Depression became my best friend. Though, I didn’t get depressed until I was told I was going to die in less than a year. I stayed positive. I stayed optimistic until the doctors ran out of options for me. The tumor was too invasive to operate on. The chemo and radiation weren’t working, it was only making me sick. The clinical trial would only buy me time. Cyber knife worked until the tumor just grew again. Option after option and all I ended up with was this disappointing feeling that nothing would ever feel okay again. They told me to go live my life and so that’s what I did, and as proud as I’ll always be for taking that step, that’s when my depression really started to kick in. I wanted to sleep all the time. Crying became a usual for me every single night. I couldn’t see past the cancer. I couldn’t see past the cloud that now lived above my head.
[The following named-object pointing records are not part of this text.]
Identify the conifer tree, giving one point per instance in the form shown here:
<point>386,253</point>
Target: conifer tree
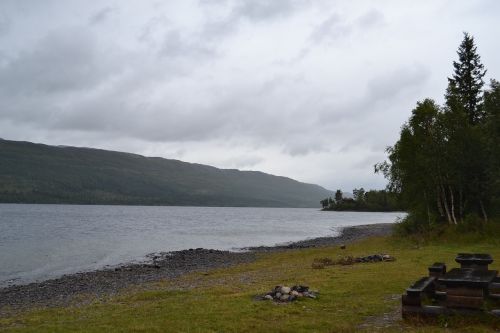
<point>465,85</point>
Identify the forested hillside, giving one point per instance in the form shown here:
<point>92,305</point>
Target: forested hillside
<point>36,173</point>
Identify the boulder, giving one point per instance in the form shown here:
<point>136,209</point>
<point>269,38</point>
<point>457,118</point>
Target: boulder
<point>285,290</point>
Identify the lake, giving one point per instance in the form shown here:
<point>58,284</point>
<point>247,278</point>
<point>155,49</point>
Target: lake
<point>39,242</point>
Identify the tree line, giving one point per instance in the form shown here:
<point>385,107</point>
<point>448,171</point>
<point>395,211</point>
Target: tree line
<point>372,201</point>
<point>446,164</point>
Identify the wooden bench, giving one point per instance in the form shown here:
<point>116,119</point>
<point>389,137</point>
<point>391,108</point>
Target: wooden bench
<point>438,269</point>
<point>413,294</point>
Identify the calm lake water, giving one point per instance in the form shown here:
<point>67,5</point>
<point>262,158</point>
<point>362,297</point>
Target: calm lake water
<point>38,242</point>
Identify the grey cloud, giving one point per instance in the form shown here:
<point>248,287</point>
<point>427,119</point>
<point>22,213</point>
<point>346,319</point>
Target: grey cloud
<point>62,61</point>
<point>371,19</point>
<point>4,24</point>
<point>176,45</point>
<point>101,15</point>
<point>259,10</point>
<point>213,84</point>
<point>397,81</point>
<point>331,28</point>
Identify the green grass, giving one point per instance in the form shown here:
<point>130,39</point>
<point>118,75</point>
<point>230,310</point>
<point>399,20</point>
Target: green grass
<point>221,301</point>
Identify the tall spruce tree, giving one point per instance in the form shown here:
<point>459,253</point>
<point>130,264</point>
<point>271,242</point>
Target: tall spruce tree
<point>465,86</point>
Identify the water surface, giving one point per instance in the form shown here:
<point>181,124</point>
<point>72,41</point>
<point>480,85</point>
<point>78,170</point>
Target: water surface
<point>38,242</point>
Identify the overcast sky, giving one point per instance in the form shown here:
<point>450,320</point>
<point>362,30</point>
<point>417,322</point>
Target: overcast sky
<point>312,90</point>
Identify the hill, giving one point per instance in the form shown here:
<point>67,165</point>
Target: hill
<point>37,173</point>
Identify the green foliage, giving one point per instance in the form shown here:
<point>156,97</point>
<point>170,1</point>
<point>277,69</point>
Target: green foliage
<point>355,298</point>
<point>371,201</point>
<point>445,165</point>
<point>35,173</point>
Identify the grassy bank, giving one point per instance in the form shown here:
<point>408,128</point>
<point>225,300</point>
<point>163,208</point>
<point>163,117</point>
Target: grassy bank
<point>352,298</point>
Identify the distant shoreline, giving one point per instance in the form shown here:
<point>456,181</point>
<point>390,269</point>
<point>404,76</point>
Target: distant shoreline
<point>167,265</point>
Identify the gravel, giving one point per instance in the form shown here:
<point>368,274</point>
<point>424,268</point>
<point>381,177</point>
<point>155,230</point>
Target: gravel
<point>160,266</point>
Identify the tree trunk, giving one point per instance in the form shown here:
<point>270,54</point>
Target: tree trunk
<point>452,205</point>
<point>461,204</point>
<point>428,209</point>
<point>445,203</point>
<point>485,216</point>
<point>439,204</point>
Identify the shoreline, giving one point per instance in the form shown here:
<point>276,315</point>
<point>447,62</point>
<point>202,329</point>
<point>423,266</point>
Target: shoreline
<point>166,265</point>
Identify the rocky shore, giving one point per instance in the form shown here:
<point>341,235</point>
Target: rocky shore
<point>160,266</point>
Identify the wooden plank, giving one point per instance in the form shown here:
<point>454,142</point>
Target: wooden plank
<point>464,302</point>
<point>428,310</point>
<point>464,291</point>
<point>424,284</point>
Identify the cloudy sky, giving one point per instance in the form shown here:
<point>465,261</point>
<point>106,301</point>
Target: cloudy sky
<point>313,90</point>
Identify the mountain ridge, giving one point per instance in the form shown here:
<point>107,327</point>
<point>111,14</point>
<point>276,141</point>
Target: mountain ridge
<point>40,173</point>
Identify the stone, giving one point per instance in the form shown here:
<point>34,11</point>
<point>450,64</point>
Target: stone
<point>285,290</point>
<point>317,265</point>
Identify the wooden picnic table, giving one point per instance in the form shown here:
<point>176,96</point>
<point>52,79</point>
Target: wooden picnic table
<point>474,260</point>
<point>467,287</point>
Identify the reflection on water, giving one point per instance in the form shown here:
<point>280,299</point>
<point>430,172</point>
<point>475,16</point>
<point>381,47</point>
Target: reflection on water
<point>43,241</point>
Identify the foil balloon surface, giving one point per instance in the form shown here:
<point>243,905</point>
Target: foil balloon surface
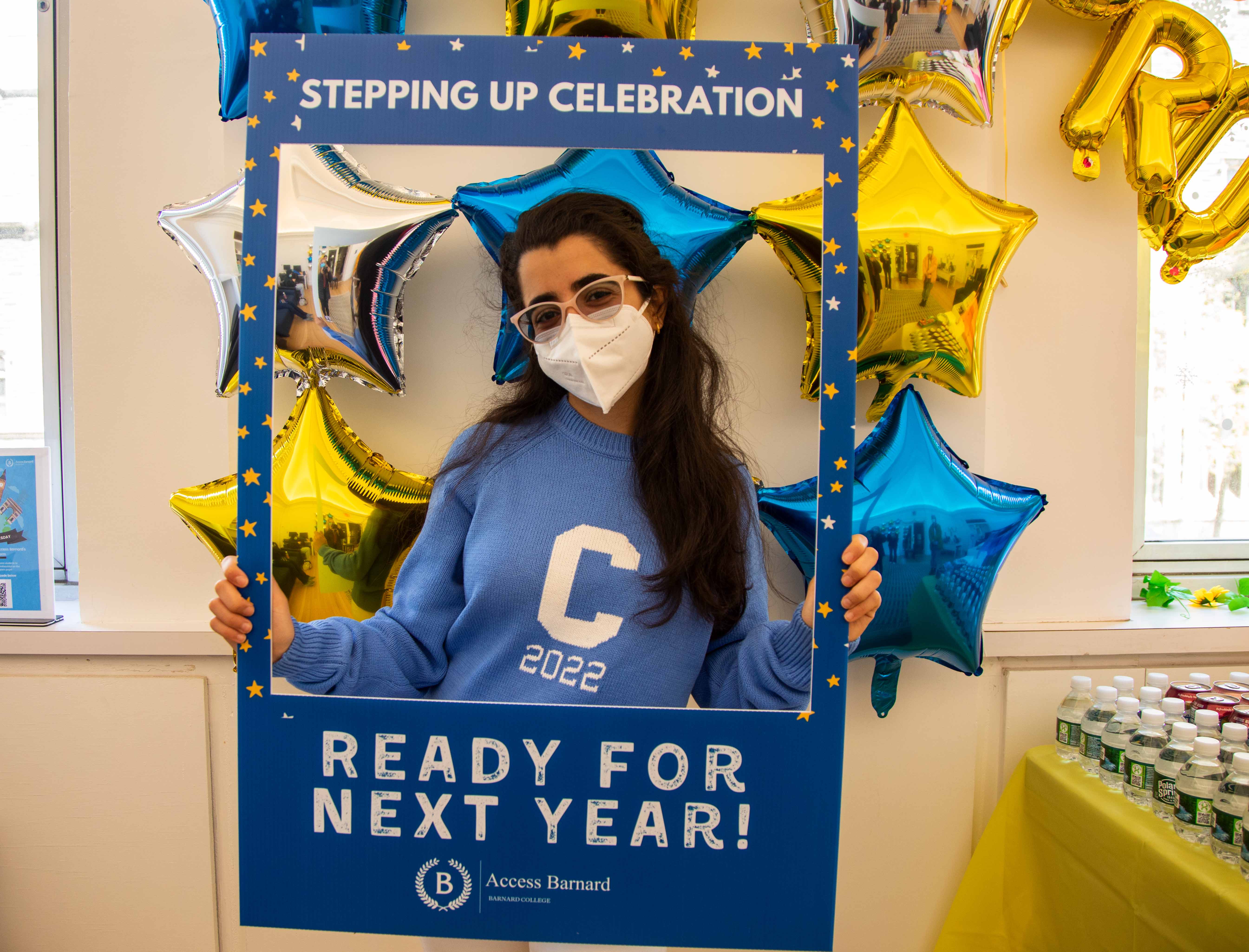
<point>238,20</point>
<point>931,254</point>
<point>699,235</point>
<point>344,518</point>
<point>942,533</point>
<point>929,53</point>
<point>1153,109</point>
<point>794,229</point>
<point>646,19</point>
<point>347,247</point>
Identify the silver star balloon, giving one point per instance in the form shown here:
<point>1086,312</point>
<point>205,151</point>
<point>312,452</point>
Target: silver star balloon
<point>930,53</point>
<point>347,247</point>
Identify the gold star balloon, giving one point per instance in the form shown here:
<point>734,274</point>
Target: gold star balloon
<point>794,227</point>
<point>645,19</point>
<point>347,247</point>
<point>931,254</point>
<point>344,518</point>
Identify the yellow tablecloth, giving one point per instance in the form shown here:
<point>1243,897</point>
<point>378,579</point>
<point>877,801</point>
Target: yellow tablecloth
<point>1066,864</point>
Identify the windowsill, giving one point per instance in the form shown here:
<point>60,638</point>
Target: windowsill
<point>1147,632</point>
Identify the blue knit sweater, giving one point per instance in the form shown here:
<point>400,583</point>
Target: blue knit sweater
<point>525,586</point>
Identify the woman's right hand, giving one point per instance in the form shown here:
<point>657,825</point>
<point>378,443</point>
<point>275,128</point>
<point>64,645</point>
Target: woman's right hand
<point>233,611</point>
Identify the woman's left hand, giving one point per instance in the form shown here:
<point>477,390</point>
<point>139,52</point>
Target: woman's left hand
<point>862,579</point>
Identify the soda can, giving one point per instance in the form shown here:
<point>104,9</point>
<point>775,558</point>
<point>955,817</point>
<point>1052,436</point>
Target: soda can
<point>1187,692</point>
<point>1233,688</point>
<point>1221,703</point>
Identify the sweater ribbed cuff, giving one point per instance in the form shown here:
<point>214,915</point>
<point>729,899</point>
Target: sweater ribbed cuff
<point>314,656</point>
<point>792,646</point>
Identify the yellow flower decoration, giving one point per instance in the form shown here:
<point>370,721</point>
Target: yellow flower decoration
<point>1210,598</point>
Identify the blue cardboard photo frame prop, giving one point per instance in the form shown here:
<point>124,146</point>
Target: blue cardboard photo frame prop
<point>337,829</point>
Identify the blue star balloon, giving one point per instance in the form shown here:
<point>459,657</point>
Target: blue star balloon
<point>697,234</point>
<point>942,533</point>
<point>239,19</point>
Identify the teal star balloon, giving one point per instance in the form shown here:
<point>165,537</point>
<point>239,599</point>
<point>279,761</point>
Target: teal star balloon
<point>699,235</point>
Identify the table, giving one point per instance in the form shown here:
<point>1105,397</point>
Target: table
<point>1067,864</point>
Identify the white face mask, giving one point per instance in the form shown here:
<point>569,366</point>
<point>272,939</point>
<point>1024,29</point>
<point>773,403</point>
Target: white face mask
<point>599,361</point>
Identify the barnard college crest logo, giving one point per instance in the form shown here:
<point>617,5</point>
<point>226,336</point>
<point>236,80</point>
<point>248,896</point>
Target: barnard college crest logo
<point>444,899</point>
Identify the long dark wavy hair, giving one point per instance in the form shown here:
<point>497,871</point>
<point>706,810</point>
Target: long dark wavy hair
<point>690,482</point>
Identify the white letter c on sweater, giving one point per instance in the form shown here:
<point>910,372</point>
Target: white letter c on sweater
<point>561,572</point>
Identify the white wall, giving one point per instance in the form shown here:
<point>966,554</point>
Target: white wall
<point>1057,411</point>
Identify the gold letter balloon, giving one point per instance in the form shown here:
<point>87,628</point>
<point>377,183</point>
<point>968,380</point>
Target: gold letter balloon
<point>347,246</point>
<point>344,518</point>
<point>645,19</point>
<point>927,53</point>
<point>931,254</point>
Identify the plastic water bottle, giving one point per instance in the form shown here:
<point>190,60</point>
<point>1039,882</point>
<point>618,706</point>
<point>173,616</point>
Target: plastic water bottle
<point>1233,743</point>
<point>1175,710</point>
<point>1143,750</point>
<point>1207,724</point>
<point>1158,679</point>
<point>1092,725</point>
<point>1071,713</point>
<point>1231,802</point>
<point>1115,740</point>
<point>1196,786</point>
<point>1167,768</point>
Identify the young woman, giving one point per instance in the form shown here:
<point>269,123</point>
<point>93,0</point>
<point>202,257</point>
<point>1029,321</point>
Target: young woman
<point>595,538</point>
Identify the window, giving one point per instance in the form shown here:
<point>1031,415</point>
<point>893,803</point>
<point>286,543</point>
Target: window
<point>1193,503</point>
<point>33,355</point>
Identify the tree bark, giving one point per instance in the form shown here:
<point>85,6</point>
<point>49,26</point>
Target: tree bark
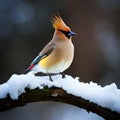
<point>57,94</point>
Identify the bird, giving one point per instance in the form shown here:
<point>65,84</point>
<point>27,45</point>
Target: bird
<point>58,54</point>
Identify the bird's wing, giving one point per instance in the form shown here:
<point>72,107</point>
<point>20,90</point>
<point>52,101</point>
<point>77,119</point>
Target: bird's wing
<point>42,55</point>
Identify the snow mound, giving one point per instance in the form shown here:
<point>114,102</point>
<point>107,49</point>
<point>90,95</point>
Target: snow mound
<point>107,96</point>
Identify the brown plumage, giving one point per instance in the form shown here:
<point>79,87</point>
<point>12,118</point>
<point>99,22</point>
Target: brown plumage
<point>58,54</point>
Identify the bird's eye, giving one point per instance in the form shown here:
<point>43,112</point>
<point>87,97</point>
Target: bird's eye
<point>65,33</point>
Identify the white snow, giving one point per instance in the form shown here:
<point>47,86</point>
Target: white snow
<point>108,96</point>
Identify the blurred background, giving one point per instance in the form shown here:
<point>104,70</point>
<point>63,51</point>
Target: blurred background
<point>25,28</point>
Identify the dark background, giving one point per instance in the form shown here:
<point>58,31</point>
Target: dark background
<point>25,28</point>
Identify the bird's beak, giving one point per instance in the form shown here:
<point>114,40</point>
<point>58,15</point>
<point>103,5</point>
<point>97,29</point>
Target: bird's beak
<point>72,34</point>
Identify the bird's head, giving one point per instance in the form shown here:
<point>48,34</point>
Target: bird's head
<point>62,29</point>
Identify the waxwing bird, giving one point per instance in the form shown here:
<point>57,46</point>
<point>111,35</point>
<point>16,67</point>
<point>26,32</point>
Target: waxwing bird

It was exhausting. It was overwhelming, and it took control over my life. I was scared and worried that I was going to die, that eventually I forgot to live what could be the last moments of it. Even now, I get these moments of constant worry that everything is just going to fall apart. The depression can get bad, and it’s terrifying in this position, but I’ve also learned that I can’t stop living my life because I’m scared I’m doing to die. I have to make the most of whatever time that I do have left. Whether that’s a year, five years, or sixty years, I want to be able to reach the end and say I lived.

Even though I was diagnosed with cancer almost a year ago, I didn’t reach acceptance until about one week ago. I had finally hit where I believe to be rock bottom was. I had finally fallen apart to the point where I was all alone, mostly from my own doings, but even so, it was terrifying. I looked around at my life and I just seen it unraveling. It was scary, and I looked back on my life and asked myself is this it? Is this all there is? Is this really how my story is going to end? So I took a deep breath, and for the first time since I was diagnosed, I allowed myself to grieve for it. I allowed myself to be the girl who had cancer. I allowed myself to show all the emotion I’d been hiding away for so long and just accepted it. I have cancer. It was in that moment that I realized that I know had two options. I could either sit there or continue to be depressed. I could live out what could be my final days being alone, being sad, and having no one there to tell me that everything would be okay, or I could get up. I could try better. I could start the day trying to be positive because eventually if I started there, I’d make it there for real. For the first time in two hundred and ninety nine days I had just got over all my fears, all my depression, all the sadness, all the disappointments, and for the first time I just sat there and accepted it. I accepted it because I couldn’t change it. No matter what I did, no matter how hard I tried I wasn’t going to get rid of the cancer, so I chose in that moment to embrace it. I chose to embrace my life because if I didn’t I wasn’t ever going to live life to the fullest, and in the end that’s all I really want to do. I want to say I lived. So that’s my plan.